European Central Bank Meeting Focuses on ‘Forward Guidance’

Antiquated lunacy, one must be a moron, a Jew or a benefactor of sorts to be buying this economic Super Friends council BS

New York Times – by Jack Ewing

FRANKFURT — Forward guidance might sound like something to mount on the dashboard of a car. But in the world of monetary policy it is a crucial concept, one that will be the focus of the European Central Bank’s meeting on Thursday.

The bank is preparing to ease off on the stimulus it has been providing to the eurozone economy. Among investors and economists, there is intense interest in how quickly it will reduce its purchases of government and corporate bonds, a form of money printing known as quantitative easing.

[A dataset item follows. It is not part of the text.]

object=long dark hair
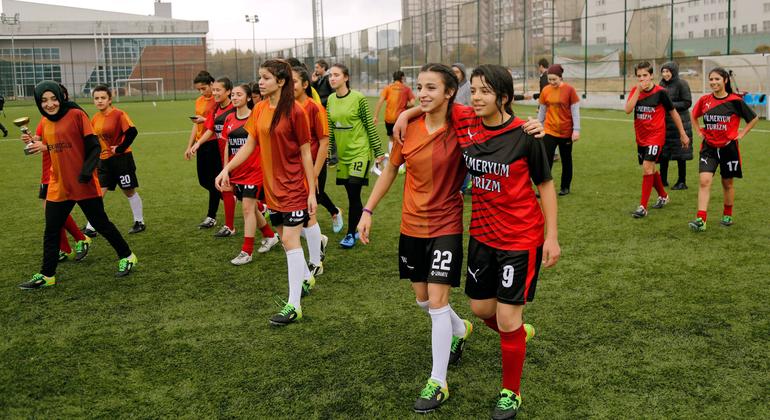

To prevent market turmoil, Mario Draghi, the bank’s president, wants to give investors ample warning of what is coming. But he also wants to leave room to maneuver if economic conditions change.

Navigating that communications minefield is what forward guidance is about.

The European Central Bank did not announce any policy changes on Thursday when it met in Tallinn, Estonia. But Mr. Draghi was expected to provide important clues about the bank’s intentions at a news conference that began at 8:30 a.m. Eastern, after the policy announcement.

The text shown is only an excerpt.